Read more: Casino Royale director Martin Campbell on recasting 007
Royale may have been the introspective reboot that had to re-point the character post 9/11. But it was GoldenEye that had already safeguarded the fortunes of the whole franchise. Fierstein rightfully adds, “Huge credit to Martin Campbell, Pierce, Barbara and Michael, my co-writers Jeffery Caine and Michael France, and everyone who worked on the picture.”
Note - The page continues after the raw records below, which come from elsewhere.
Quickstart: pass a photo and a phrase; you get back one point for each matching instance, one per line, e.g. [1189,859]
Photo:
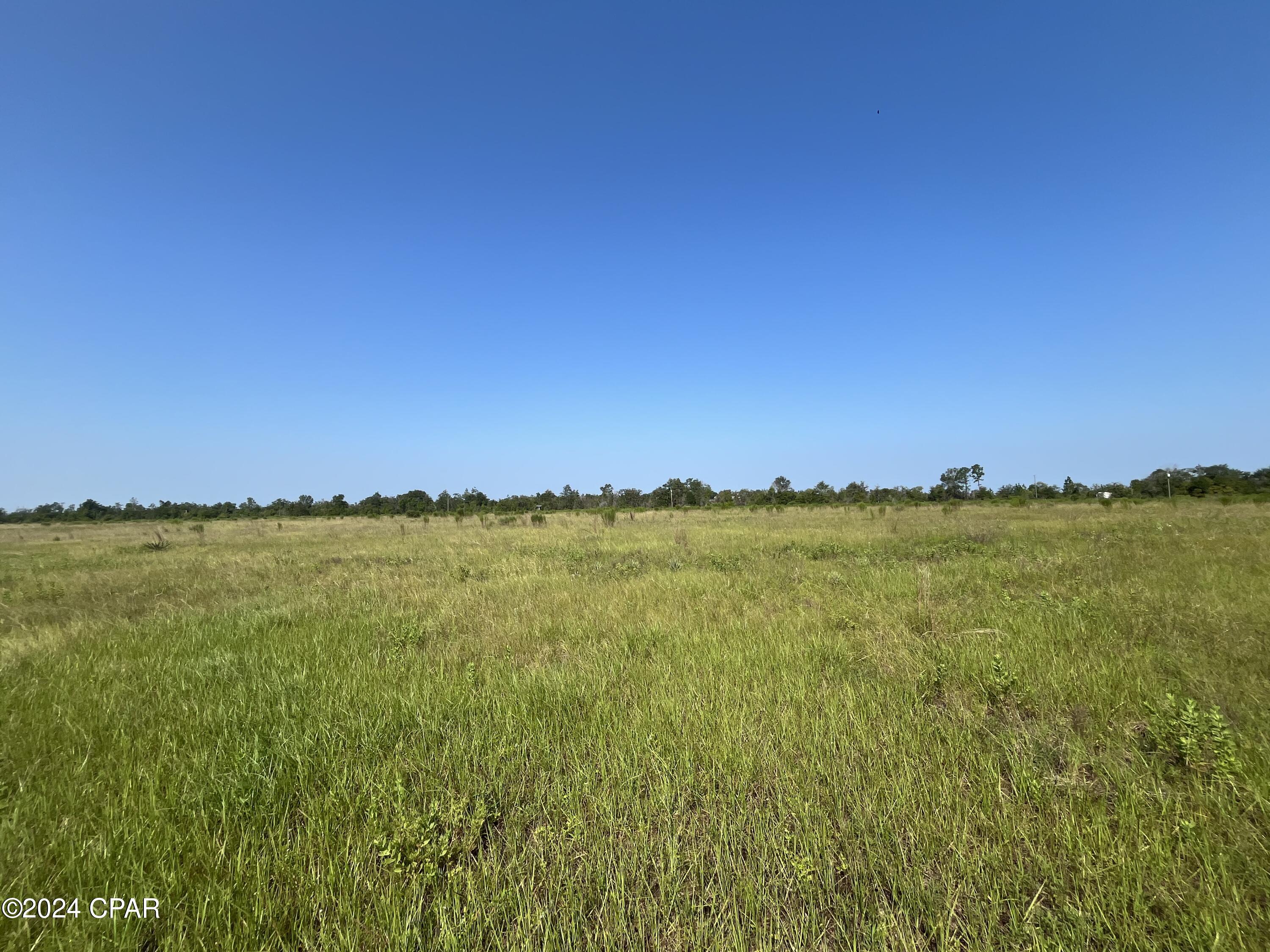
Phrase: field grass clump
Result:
[1037,726]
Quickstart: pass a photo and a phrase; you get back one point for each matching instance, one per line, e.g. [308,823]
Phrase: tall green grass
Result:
[809,729]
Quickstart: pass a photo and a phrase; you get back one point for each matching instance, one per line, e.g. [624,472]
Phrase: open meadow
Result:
[827,728]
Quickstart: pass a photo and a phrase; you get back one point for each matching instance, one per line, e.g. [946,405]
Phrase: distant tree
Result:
[955,483]
[414,503]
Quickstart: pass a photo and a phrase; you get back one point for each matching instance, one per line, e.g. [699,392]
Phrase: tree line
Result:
[957,483]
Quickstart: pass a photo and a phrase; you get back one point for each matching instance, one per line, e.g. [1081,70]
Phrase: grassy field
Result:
[808,729]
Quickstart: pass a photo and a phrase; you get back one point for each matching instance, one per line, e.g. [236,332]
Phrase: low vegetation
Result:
[961,726]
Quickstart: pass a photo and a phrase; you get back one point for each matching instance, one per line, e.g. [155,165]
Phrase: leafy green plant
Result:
[1002,682]
[930,685]
[1192,739]
[157,545]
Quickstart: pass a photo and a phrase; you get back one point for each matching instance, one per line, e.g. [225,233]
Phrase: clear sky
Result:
[280,248]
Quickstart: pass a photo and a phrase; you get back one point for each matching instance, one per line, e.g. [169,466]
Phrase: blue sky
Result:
[270,249]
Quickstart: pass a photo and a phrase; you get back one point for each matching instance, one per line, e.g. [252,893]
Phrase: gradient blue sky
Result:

Bruce was invited back to write future Brosnan Bond films and various 007 computer games that the N64 GoldenEye game had kickstarted. “One other reason I think the picture is so fondly remembered is because of the video game”, he explains. “It was a technological break-through and a real marvel in those days, and because it was so successful it had a huge impact on the people who played it.”
Silver anniversary
Flash forward to a lockdown Sunday in April 2020 and the impact of GoldenEye is realised all over again. As theatrical cinema faces the hard truths of postponement and a pause on all the tentpole releases, Pierce Brosnan and GoldenEye prove the mass appeal of Bond and communal movies all over again.
From his Malibu home built from the spoils of 007, Brosnan conducts a brilliantly low-fi and solo GoldenEye watch-a-long with Esquire magazine. With No Time to Die pulled from April 2020 cinemas, the 005th agent deputised with familiar calm, warm anecdotes, and a quiet pride at his first Bond opus.
“I’m always amused at the large number of people I encounter who are so excited to meet one of the writers of GoldenEye,” Feirstein ponders, “and are then disappointed when they learn I worked on the movie and not the game. But either way, I’m just happy the movie is remembered!”
In the famed and influential teaser trailer that accompanied the film, Brosnan quips to the audience, “You were expecting someone else?”.
Thanks to the crucial success of GoldenEye as both revival and new chapter, we so far have not needed to. Happy silver anniversary to an oft remembered and truly golden Bond classic.